The inundation has steadily been disappearing, and we have watched as the water level at the bridge records lower and lower readings. This has been somewhat sooner than on previous years, with our boats struggling to get through some of the shallower channels. This has kept our guides a lot busier with clearing the props on the boats, and has meant that we are unable to do our lovely day trips to Chief's Island on the boats. However, it has allowed for us to get to the Xigera Lagoon which is a wonderful open expanse of water, with a sandbank in the middle. This time of year allows for swimming in this Lagoon, as the lower water level means that you can safely see for a long way around. Quite a few of our guests have delighted in the swim afforded right in the Delta.

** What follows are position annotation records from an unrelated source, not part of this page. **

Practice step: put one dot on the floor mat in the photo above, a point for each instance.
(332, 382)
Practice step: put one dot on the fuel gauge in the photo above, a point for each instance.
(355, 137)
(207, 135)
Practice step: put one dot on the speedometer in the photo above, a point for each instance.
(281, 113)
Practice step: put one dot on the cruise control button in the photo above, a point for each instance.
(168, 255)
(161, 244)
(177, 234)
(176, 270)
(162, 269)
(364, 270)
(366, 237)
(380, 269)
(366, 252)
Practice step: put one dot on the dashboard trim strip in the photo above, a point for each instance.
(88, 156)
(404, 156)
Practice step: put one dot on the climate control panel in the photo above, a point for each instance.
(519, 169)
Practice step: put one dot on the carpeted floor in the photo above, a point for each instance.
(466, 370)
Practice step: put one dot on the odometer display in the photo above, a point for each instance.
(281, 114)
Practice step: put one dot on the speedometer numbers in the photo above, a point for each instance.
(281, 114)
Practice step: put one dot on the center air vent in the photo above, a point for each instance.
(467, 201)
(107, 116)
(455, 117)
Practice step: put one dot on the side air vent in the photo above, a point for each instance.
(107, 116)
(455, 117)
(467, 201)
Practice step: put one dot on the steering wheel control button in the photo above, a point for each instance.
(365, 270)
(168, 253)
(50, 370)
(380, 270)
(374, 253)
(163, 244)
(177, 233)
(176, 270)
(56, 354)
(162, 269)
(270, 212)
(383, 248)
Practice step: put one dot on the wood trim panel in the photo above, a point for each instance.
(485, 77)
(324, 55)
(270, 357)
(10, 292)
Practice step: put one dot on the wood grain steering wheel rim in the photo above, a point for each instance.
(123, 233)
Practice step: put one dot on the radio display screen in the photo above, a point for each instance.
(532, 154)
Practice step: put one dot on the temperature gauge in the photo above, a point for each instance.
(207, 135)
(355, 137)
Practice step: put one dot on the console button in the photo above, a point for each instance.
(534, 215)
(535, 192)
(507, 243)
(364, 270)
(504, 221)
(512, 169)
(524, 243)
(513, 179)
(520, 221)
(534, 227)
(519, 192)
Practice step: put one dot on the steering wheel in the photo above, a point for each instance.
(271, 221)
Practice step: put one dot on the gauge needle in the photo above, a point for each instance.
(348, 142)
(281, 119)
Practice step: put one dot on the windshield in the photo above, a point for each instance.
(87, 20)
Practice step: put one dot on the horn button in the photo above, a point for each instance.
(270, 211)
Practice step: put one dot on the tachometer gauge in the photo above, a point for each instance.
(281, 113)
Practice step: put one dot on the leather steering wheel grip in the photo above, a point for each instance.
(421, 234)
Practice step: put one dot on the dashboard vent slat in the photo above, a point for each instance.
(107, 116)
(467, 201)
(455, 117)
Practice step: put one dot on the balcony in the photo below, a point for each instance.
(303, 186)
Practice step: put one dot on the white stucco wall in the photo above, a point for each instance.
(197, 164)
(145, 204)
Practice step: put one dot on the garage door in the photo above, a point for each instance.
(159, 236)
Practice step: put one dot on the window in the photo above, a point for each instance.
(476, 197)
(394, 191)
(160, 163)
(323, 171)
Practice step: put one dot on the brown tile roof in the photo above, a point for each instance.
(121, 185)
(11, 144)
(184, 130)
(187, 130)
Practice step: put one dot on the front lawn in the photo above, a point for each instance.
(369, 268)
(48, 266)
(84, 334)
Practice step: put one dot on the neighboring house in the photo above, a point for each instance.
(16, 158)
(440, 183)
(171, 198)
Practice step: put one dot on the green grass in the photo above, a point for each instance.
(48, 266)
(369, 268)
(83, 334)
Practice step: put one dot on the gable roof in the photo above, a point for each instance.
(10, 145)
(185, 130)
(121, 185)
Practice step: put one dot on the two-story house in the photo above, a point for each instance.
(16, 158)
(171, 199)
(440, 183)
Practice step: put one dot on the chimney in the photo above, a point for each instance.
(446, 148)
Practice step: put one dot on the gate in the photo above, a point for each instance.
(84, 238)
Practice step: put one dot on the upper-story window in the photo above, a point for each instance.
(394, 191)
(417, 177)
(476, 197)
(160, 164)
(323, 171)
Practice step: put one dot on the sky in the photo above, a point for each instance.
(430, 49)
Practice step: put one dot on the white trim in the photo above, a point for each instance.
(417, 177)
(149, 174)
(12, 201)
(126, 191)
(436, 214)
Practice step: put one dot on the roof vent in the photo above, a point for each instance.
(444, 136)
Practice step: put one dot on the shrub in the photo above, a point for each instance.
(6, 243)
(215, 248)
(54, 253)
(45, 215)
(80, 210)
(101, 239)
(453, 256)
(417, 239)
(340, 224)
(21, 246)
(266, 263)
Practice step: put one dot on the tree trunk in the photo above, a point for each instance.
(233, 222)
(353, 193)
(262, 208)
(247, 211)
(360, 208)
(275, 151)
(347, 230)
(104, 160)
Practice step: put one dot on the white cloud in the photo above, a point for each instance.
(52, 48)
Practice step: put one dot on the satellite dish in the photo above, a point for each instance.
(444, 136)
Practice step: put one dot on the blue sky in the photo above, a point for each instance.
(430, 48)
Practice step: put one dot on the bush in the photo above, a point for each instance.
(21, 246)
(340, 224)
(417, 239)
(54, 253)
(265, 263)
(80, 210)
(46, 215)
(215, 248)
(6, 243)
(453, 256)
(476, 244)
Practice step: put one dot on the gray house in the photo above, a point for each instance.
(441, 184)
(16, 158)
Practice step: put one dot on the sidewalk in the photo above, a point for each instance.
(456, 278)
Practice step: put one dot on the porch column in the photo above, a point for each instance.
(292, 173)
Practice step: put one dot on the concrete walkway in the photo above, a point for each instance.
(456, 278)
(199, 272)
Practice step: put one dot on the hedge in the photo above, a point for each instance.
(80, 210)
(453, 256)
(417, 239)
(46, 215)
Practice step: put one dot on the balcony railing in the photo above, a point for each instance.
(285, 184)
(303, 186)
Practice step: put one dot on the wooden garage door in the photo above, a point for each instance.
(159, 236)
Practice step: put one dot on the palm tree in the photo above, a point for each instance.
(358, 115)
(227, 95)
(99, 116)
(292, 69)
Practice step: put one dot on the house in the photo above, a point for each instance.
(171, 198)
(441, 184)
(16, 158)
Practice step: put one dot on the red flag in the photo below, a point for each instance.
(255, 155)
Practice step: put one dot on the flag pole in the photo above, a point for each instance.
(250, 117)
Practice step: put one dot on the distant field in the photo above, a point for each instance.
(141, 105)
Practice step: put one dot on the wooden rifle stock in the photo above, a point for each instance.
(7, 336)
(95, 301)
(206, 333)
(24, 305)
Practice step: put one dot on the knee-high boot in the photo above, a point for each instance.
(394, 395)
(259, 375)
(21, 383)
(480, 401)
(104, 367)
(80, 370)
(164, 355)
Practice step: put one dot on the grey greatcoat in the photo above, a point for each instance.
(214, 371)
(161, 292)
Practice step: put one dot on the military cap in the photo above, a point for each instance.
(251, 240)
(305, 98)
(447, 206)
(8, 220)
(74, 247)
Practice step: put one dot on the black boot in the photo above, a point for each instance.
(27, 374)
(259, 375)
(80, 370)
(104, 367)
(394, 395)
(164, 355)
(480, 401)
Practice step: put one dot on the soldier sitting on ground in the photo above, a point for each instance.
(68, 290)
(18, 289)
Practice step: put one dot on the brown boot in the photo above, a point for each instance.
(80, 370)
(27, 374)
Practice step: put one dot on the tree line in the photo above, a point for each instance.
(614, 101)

The Lagoon also has African skimmers nesting on many of the sandbanks, having come in earlier than usual this year. These birds require pristine wilderness to be able to breed, hence their representation on the Wilderness Safaris logo. The Luapula cisticola has also been spotted this month, which for many keen birders would be a 'lifer'. A grey-headed gull, Kitlitz plover, black-crowned night heron and collared pratincole were also spotted on some birding trips.
We have also had a rather relaxed bull elephant in camp that seems to take absolutely no notice of the human activity around him. One late evening he strolled right past the fire-deck, his side scraping the railing right next to us. He proceeded to walk around the deck, past the bar and right up to the entrance of the camp, all whilst we watched in awed silence right next to him - a truly magical moment.
Fishing has proved to be rather exceptional this month. On one morning expedition 20 fish were caught. We are certain that a hearty dinner for all could have been prepared from this, but we are strictly a catch-and-release camp and thus these lucky fish will continue to populate the Delta.
Heritage Day, a nationally celebrated day in Botswana, was a grand affair at Xigera. All of our staff dressed in their Boma outfits and every person that arrived was serenaded by our choir. Basket weaving skills were shown to all parties interested, and local dishes were specially prepared for our guests. They were even given the choice to eat with their hands, as is done locally. Local beer made at Xigera (Chibuku) was also served around the table. Singing, dancing and the use of a variety of local dialects ensured that a truly unforgettable night was had.